Legal Research AI

Douglass v. Wood's lessee

Court: Tennessee Supreme Court
Date filed: 1852-04-15
Citations: 31 Tenn. 393
Copy Citations
Click to Find Citing Cases
Lead Opinion
McKinney, J.,

delivered the opinion of the court.

This was an action of ejectment, in the circuit court of Henderson. On the trial, the defendant, Douglass, for the purpose of establishing a champertous agreement between the lessor of the plaintiff and one C. M. Harman, (who was security for the costs of the suit,) in pursuance of which, it was alleged, the suit was commenced and prosecuted, called said Harman as a witness, and proposed to prove by him, an agreement entered into, at the time of bringing the suit, between said witness and the lessor of the plaintiff; to the effect, that, if the land were recovered, the witness was to have a certain part thereof, in consideration of his becoming security for the prosecution of the suit; but, in the event the suit were lost, the witness was to pay the costs himself, and bear the loss, without recourse on the lessor of the plaintiff.

The circuit judge ruled, that the witness was not bound to *394answer any question in relation to the matter of champerty proposed to be proved. And this is assigned as error.

By the common law, or rather, perhaps, by ancient statutory enactments, which became incorporated into the common law, long before the 32 Henry 8th, ch. 9, champerty was known and recognized as an offence, falling within that numerous class, denominated offences against public justice, and was punishable by fine and imprisonment; and so was the offence of maintainance. 4 Bl. Com. 135; 1 Hawk. Pl. C. 255, 257.

Unless, then, in the provisions, or policy of our law, something can be found incompatible with the common law, in this respect, — and we are not aware that there is, — the decision of the circuit judge was unquestionably correct. It is very clear, that nothing in the act of 1821, ch. 66, can, by implication, be construed as intended to divest champerty of the character of a misdemeanor. It is not allowable to presume, that the legislature intended to exempt from criminal punishment, an evil, to the commission of which such numerous and strong temptations, would constantly be presented, and which strikes so directly at the purity of the administration of justice.
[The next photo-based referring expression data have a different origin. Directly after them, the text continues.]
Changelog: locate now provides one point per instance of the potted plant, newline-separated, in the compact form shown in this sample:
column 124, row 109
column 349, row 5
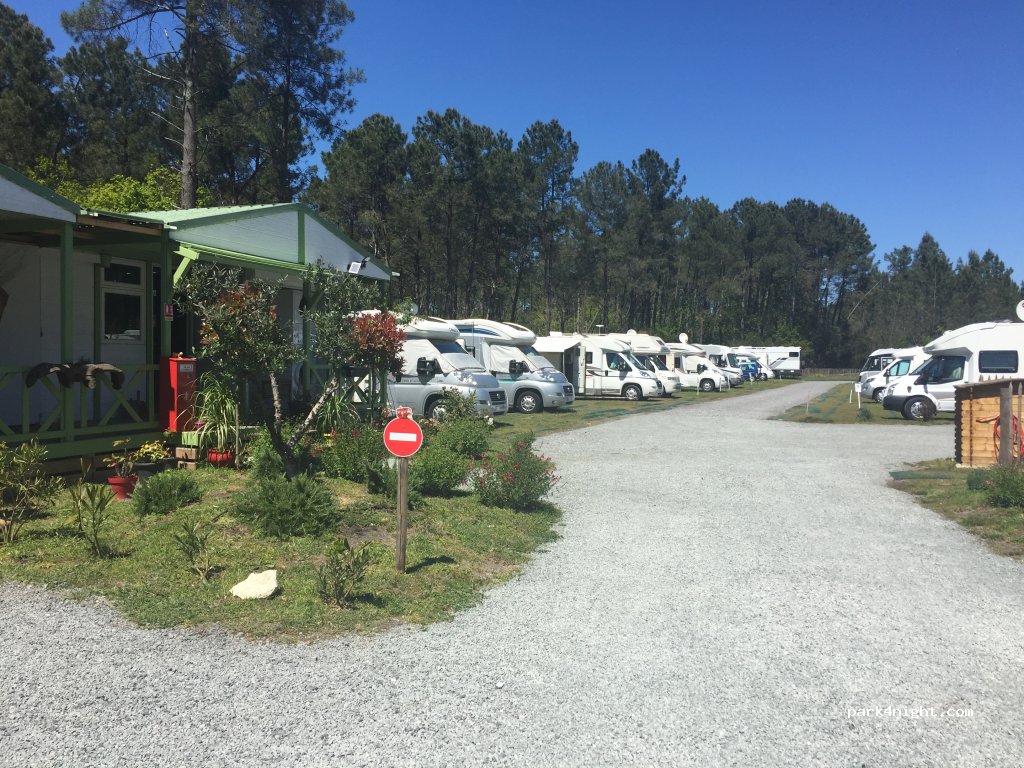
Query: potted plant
column 150, row 459
column 123, row 478
column 217, row 420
The act of 1821, merely affects the validity of the cham-pertous agreement, and requires the suit, tainted with cham-perty, to be dismissed. It inflicts no penalty, except upon a certain class of persons, namely, “attorneys,” who, when guilty thereof, are to be adjudged disqualified to practice law in any of the courts of this State for the period of five years.

We hold it to be clear, then, that champerty, by our law, is an indictable offence. And it is equally clear, therefore, that the witness was not bound to answer any question, the tendency of which, if voluntarily answered, would have been to expose him to punishment oí any kind, or which might have been used against him in a prosecution for the offence.

It is admitted by the counsel for the plaintiff in error, that by the general rule of law, a witness is not bound to answer *395as to any matter which might tend to expose him to a criminal charge, or penal liability, or punishment of any kind. But it is supposed that the act of 1821, ch. 66, has introduced a different rule, so far as respects champerty; because the parties implicated therein are, by the express provision of the statute, compelled to disclose, touching champerty, in answer to a bill of discovery, or to interrogatories filed in the cause.

It is true, by force of the statute, this may be done. This is an innovation upon the common law, dictated by the necessity of preserving pure and uncorrupted the fair, impartial administration of justice. But this compulsory disclosure, which may be extorted in the case of champerty, and likewise in case of usury, can only be obtained in a proceeding under the statute, and must necessarily be restricted to the parties implicated in such proceeding, and likewise to the purposes of the particular case in which it is forced.

It is clear, that the admission of the party, under constraint of the statute, could not be given in evidence against him in a criminal prosecution; the legal compulsion under which it was made, would be an insuperable objection to its admission in support of an indictment. Rex vs. Britton, 1 M. & Rob. 297; 1 Mood. Cr. Cas. 203.

It is certainly true, as argued, that champerty may be established in other modes than by the answer of the party to a bill of discovery, or to interrogatories, as prescribed by the statute.

For the purpose of dismissing the suit, all that is essential is, the establishment of the fact of champerty; and this may unquestionably be done by proof of the voluntary declaration of the party, or the testimony of third persons having knowledge of the matter. But it is too clear to admit of discussion, that the parties to the champertous agreement, whether parties to the suit or not, can be compelled to make no disclosure, except by force of the statute, and in one or other of *396the ways therein pointed out; when sought to be interrogated as witnesses, on the trial of a cause affected with champerty, they are entitled to the privilege secured to all witnesses — to be excused from criminating themselves.

Teere is no error in the record, and the judgment will be affirmed.